In a landmark agreement signed in Pretoria, the three social partners further committed to identifying steps to ensure that South Africa increases the speed of job creation and regains the jobs lost during the global financial crisis of 2008-09.
“The significance of this accord is that decisions will now be taken on buying local goods, and this in the end will go a long way in raising our competitiveness and development of local producers,” Economic Development Minister Ebrahim Patel told reporters.
While it is not clear how this would affect foreign investors, Patel said the initiative had the potential to direct billions of rands to local producers.
“This accord is one of a series of agreements in which the social partners commit to work together to achieve the goals of the New Growth Path.” The government’s New Growth Path has targeted the creation of five-million new jobs by 2020.
Products made in South Africa
Trade and Industry Minister Rob Davies said the government had committed to “significantly” expanding the value of goods and services it procured from local producers, using new regulations that are set to come into effect in December.
Davies emphasised that only locally produced goods would be targeted, adding that company ownership would not necessarily qualify individuals for procurement.
“The fact that ownership of the company is held by South Africans will not count; we are targeting proudly South African products, meaning products must have been produced in South Africa.”
Several products and services will be identified to allow only local manufacturers to produce these.

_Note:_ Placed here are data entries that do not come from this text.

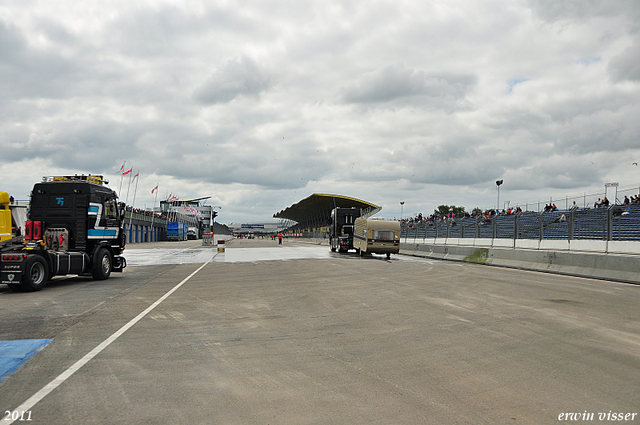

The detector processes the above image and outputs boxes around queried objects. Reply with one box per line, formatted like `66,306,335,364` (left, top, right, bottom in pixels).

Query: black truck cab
1,175,127,292
329,207,362,253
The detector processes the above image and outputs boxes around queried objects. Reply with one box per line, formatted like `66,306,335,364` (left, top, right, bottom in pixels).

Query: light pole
210,206,222,232
400,201,404,221
496,180,503,211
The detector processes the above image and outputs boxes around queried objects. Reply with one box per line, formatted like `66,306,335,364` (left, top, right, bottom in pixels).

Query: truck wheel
92,248,112,280
20,256,49,292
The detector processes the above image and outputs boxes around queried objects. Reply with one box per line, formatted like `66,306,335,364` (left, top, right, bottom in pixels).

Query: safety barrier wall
400,242,640,285
202,233,234,246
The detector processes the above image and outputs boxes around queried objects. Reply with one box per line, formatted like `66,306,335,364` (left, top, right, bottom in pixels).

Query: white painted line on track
4,262,209,424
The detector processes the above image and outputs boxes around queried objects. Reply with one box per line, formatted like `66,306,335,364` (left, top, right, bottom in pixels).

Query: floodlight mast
496,180,503,211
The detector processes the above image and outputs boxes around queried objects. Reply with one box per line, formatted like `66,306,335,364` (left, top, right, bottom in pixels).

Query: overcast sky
2,0,640,223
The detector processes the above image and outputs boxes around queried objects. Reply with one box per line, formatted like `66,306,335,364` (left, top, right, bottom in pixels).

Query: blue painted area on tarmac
0,339,53,383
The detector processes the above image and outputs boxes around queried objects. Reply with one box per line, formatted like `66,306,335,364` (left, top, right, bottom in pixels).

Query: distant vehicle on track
329,207,362,253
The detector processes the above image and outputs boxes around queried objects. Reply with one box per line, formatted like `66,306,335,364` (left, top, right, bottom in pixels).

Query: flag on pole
118,161,126,198
151,185,158,194
132,171,139,181
123,167,133,175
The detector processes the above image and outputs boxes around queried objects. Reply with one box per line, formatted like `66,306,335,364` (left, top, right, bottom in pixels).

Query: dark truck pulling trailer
329,207,362,253
1,175,127,292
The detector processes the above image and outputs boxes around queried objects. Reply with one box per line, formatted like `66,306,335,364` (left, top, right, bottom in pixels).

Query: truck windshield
105,199,118,219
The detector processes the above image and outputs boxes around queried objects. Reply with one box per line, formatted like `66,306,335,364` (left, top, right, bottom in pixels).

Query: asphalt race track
1,239,639,424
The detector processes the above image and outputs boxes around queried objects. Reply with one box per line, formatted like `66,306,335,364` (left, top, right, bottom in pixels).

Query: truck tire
20,255,49,292
92,248,112,280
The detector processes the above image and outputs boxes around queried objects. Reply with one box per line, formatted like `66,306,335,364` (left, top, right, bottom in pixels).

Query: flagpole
127,172,140,233
124,171,133,207
150,183,159,242
118,161,126,197
173,197,179,224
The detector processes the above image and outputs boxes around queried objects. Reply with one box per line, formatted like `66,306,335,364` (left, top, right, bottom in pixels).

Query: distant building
228,220,289,235
158,196,219,238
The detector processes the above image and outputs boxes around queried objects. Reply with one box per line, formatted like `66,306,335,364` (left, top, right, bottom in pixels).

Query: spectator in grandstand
570,201,578,211
603,197,610,207
623,196,630,206
612,205,623,217
594,198,603,208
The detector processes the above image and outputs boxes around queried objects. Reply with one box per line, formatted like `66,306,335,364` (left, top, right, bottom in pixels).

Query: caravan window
372,229,395,241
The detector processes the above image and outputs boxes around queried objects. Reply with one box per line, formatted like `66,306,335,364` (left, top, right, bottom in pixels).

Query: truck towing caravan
1,175,127,292
353,217,400,259
329,207,362,253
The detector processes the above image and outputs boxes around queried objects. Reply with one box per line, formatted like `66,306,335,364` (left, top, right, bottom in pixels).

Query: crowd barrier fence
400,204,640,244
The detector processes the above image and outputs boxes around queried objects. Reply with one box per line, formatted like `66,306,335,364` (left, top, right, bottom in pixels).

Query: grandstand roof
273,193,381,226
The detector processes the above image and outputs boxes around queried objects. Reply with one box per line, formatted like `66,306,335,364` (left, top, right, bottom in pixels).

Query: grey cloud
608,41,640,82
39,20,77,46
340,65,474,110
3,121,146,173
111,4,270,59
552,107,640,156
132,120,333,190
0,21,83,99
194,57,272,104
526,0,640,22
504,155,609,191
155,145,332,190
345,139,498,187
0,20,25,59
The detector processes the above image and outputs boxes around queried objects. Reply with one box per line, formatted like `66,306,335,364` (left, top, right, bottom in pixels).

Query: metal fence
485,184,640,213
401,204,640,242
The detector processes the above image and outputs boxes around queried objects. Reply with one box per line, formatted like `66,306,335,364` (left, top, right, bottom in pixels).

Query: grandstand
273,193,381,237
401,204,640,242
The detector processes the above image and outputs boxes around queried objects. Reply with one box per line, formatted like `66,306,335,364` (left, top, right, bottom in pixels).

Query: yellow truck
0,192,13,242
353,217,400,259
1,192,29,243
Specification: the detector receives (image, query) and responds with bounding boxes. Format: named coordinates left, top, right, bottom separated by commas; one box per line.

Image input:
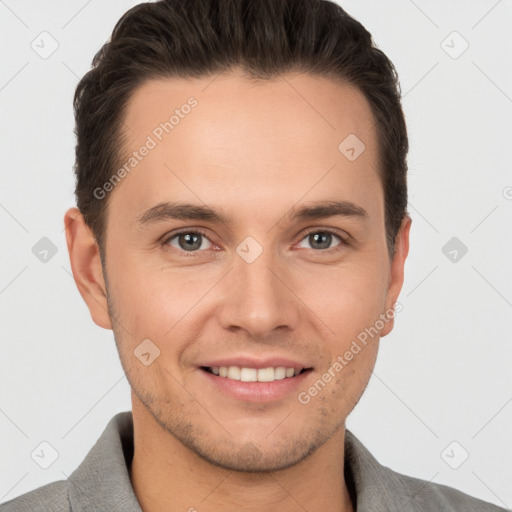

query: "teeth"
left=240, top=367, right=257, bottom=382
left=257, top=367, right=274, bottom=382
left=274, top=367, right=286, bottom=380
left=209, top=365, right=303, bottom=382
left=227, top=366, right=241, bottom=380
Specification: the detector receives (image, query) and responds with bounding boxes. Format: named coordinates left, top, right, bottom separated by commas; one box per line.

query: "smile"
left=201, top=365, right=310, bottom=382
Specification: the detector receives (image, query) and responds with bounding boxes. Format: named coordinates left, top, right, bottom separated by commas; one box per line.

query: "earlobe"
left=380, top=215, right=412, bottom=337
left=63, top=207, right=112, bottom=330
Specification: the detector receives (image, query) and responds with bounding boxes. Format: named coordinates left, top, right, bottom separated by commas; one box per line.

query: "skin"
left=64, top=70, right=411, bottom=512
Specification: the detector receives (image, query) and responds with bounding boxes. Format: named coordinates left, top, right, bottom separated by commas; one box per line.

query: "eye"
left=161, top=227, right=348, bottom=257
left=163, top=230, right=214, bottom=254
left=297, top=229, right=346, bottom=251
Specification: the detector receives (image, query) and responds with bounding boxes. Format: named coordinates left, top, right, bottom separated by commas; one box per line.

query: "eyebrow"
left=136, top=200, right=368, bottom=226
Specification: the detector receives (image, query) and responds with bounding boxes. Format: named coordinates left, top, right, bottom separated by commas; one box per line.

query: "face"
left=66, top=70, right=410, bottom=472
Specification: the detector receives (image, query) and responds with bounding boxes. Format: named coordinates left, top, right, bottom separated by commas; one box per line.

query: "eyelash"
left=160, top=227, right=349, bottom=257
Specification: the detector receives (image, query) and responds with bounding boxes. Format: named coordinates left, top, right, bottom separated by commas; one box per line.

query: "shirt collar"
left=344, top=428, right=412, bottom=509
left=67, top=411, right=142, bottom=511
left=67, top=410, right=405, bottom=511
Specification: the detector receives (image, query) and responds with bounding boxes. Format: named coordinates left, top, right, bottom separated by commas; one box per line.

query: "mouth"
left=200, top=365, right=313, bottom=382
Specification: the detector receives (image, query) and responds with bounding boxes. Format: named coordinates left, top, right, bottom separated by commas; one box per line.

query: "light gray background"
left=1, top=0, right=511, bottom=508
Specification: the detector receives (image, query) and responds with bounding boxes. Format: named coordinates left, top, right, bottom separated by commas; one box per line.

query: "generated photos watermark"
left=93, top=96, right=198, bottom=200
left=297, top=301, right=403, bottom=405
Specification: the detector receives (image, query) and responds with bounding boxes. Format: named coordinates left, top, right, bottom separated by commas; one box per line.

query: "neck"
left=129, top=397, right=354, bottom=512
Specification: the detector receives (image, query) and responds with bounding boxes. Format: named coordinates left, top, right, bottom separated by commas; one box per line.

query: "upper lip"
left=200, top=355, right=312, bottom=371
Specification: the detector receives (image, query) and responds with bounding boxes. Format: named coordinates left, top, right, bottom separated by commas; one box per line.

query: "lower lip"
left=198, top=368, right=313, bottom=403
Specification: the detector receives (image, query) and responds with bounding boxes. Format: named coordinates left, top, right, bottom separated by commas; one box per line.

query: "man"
left=1, top=0, right=507, bottom=510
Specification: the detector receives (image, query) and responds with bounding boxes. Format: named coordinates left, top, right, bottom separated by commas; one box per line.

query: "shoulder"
left=0, top=479, right=70, bottom=512
left=383, top=465, right=509, bottom=511
left=344, top=429, right=509, bottom=511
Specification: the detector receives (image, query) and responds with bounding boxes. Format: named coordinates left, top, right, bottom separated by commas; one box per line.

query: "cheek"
left=107, top=257, right=189, bottom=323
left=107, top=243, right=389, bottom=356
left=106, top=258, right=221, bottom=362
left=298, top=261, right=388, bottom=342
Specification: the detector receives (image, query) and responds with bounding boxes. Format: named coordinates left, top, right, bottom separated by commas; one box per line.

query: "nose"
left=217, top=246, right=300, bottom=339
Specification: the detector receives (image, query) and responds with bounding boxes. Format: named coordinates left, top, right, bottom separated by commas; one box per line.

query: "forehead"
left=111, top=71, right=383, bottom=229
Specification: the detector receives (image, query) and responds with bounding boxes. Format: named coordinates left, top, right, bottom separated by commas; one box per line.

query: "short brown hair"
left=73, top=0, right=409, bottom=259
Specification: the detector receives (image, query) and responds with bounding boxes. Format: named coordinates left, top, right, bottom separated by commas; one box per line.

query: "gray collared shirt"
left=0, top=411, right=508, bottom=511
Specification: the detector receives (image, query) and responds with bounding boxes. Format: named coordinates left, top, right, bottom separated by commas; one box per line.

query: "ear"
left=63, top=207, right=112, bottom=330
left=380, top=215, right=411, bottom=337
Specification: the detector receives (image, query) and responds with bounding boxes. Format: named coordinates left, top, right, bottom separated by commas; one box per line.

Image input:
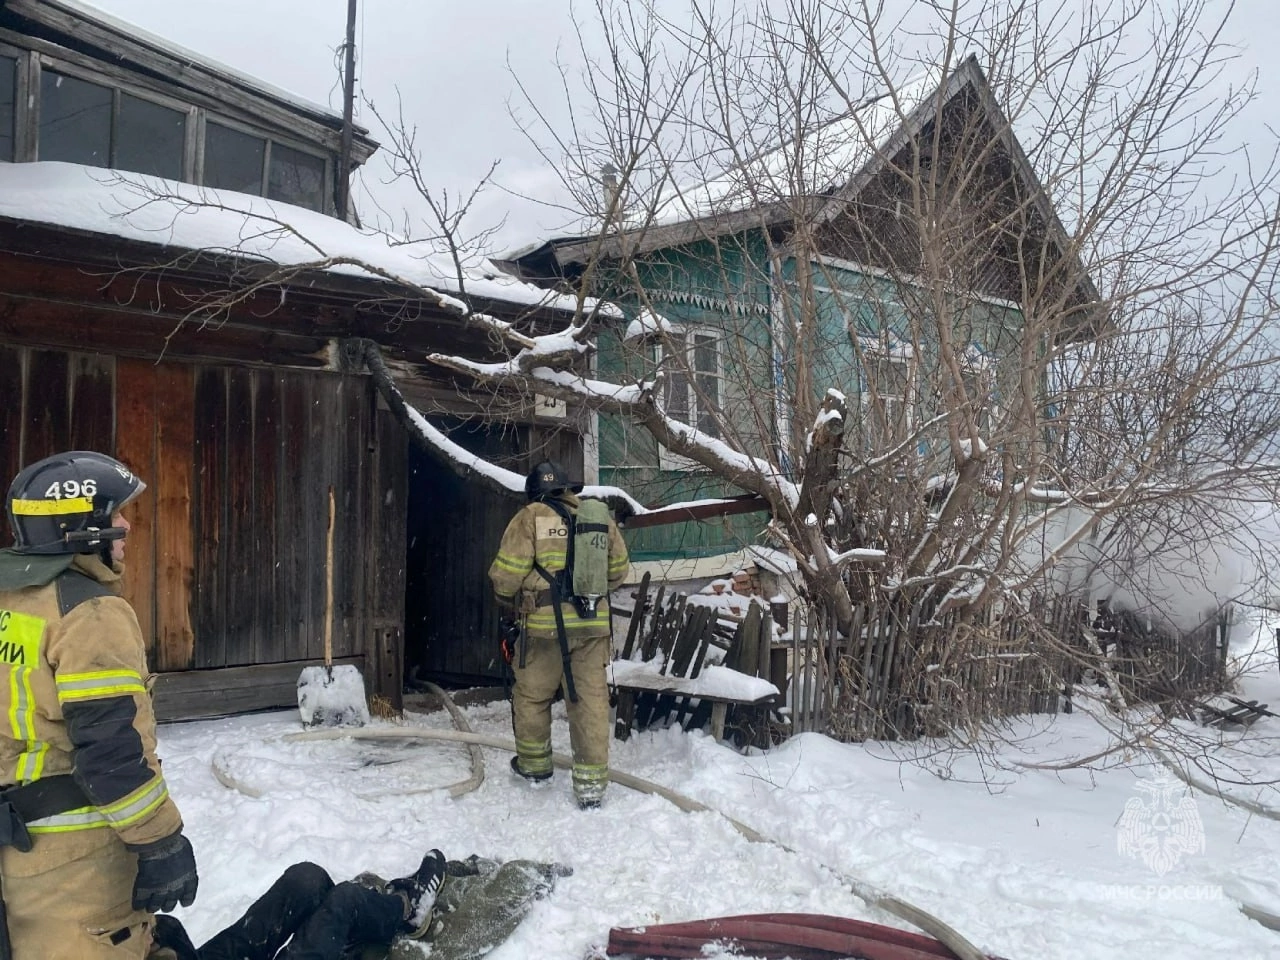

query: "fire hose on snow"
left=222, top=681, right=992, bottom=960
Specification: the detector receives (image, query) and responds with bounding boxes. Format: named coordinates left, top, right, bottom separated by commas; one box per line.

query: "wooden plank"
left=222, top=367, right=256, bottom=666
left=344, top=375, right=369, bottom=685
left=276, top=372, right=313, bottom=663
left=311, top=375, right=342, bottom=660
left=667, top=605, right=708, bottom=678
left=757, top=605, right=773, bottom=679
left=191, top=368, right=227, bottom=668
left=251, top=369, right=280, bottom=666
left=0, top=345, right=26, bottom=546
left=68, top=353, right=115, bottom=453
left=332, top=374, right=361, bottom=659
left=115, top=358, right=158, bottom=652
left=0, top=294, right=332, bottom=370
left=153, top=363, right=195, bottom=671
left=22, top=349, right=70, bottom=462
left=151, top=656, right=364, bottom=721
left=622, top=494, right=772, bottom=530
left=710, top=702, right=728, bottom=740
left=638, top=584, right=666, bottom=660
left=369, top=404, right=407, bottom=704
left=619, top=572, right=651, bottom=661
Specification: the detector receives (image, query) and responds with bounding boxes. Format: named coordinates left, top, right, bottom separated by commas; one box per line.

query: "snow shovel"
left=297, top=487, right=370, bottom=728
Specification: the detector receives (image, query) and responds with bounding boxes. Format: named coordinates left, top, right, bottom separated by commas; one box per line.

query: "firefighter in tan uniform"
left=0, top=451, right=198, bottom=959
left=488, top=461, right=629, bottom=809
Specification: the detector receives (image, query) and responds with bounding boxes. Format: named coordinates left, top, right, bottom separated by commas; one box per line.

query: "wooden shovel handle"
left=324, top=486, right=335, bottom=667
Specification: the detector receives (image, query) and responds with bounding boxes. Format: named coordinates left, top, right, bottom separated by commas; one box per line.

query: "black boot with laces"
left=387, top=848, right=447, bottom=939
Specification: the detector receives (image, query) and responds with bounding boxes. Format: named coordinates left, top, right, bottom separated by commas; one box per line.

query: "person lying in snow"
left=145, top=850, right=571, bottom=960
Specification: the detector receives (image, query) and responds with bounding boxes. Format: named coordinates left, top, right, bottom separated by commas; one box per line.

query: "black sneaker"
left=388, top=849, right=447, bottom=939
left=510, top=755, right=553, bottom=783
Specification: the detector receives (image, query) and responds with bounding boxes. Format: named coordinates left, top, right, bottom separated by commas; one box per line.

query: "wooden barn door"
left=404, top=420, right=526, bottom=686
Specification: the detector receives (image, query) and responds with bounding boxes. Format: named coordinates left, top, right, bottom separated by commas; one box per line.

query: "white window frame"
left=958, top=344, right=1001, bottom=436
left=656, top=324, right=723, bottom=471
left=856, top=335, right=916, bottom=451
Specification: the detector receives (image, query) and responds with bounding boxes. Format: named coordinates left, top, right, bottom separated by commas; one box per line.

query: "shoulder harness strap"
left=54, top=568, right=111, bottom=618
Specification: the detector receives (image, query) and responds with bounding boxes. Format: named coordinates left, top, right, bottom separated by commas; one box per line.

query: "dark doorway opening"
left=403, top=419, right=526, bottom=689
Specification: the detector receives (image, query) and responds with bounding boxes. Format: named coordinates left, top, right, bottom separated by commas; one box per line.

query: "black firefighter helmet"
left=6, top=451, right=146, bottom=555
left=524, top=460, right=583, bottom=501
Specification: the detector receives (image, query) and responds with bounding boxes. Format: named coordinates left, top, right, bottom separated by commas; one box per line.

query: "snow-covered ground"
left=157, top=614, right=1280, bottom=960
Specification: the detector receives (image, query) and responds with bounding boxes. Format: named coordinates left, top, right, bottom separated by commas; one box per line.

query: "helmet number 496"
left=43, top=479, right=96, bottom=499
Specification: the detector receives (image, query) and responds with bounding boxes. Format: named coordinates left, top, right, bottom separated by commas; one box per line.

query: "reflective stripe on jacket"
left=0, top=551, right=183, bottom=845
left=488, top=493, right=630, bottom=640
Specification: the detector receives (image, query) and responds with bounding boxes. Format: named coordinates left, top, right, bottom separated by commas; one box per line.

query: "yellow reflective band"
left=10, top=497, right=93, bottom=516
left=3, top=610, right=47, bottom=785
left=28, top=805, right=109, bottom=833
left=526, top=612, right=610, bottom=630
left=56, top=669, right=146, bottom=703
left=101, top=777, right=170, bottom=828
left=492, top=554, right=531, bottom=574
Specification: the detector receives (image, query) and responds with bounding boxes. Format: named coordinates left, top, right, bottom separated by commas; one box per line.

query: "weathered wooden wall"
left=0, top=345, right=406, bottom=714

They include railway equipment, clothing and textile and food products.
Government departments will adopt an SABS standard to identify and define local content in various categories.
SA’s 84 biggest companies
Business said it would drive the effort in the private sector to improve local buying by the country’s 84 largest companies.
“As business we see this as yet another tool to contribute towards economic transformation … we are now beyond talking action,” said Business Unity SA CEO Nomaxabiso Njokweni.
The deal would not only help improve local competitiveness, but would go a long way toward developing new enterprises and boosting existing ones, Njokweni said.
Congress of SA Trade Unions (Cosatu) secretary-general Zwelinzima Vavi described the move as a “milestone in reversing the wrong things that we have seen happening.
“I must say it has a potential to reverse the job losses and other things that are happening in the manufacturing sector,” Vavi said. “Our task now is to mobilise ordinary masses of our people to support the initiative of buying local.”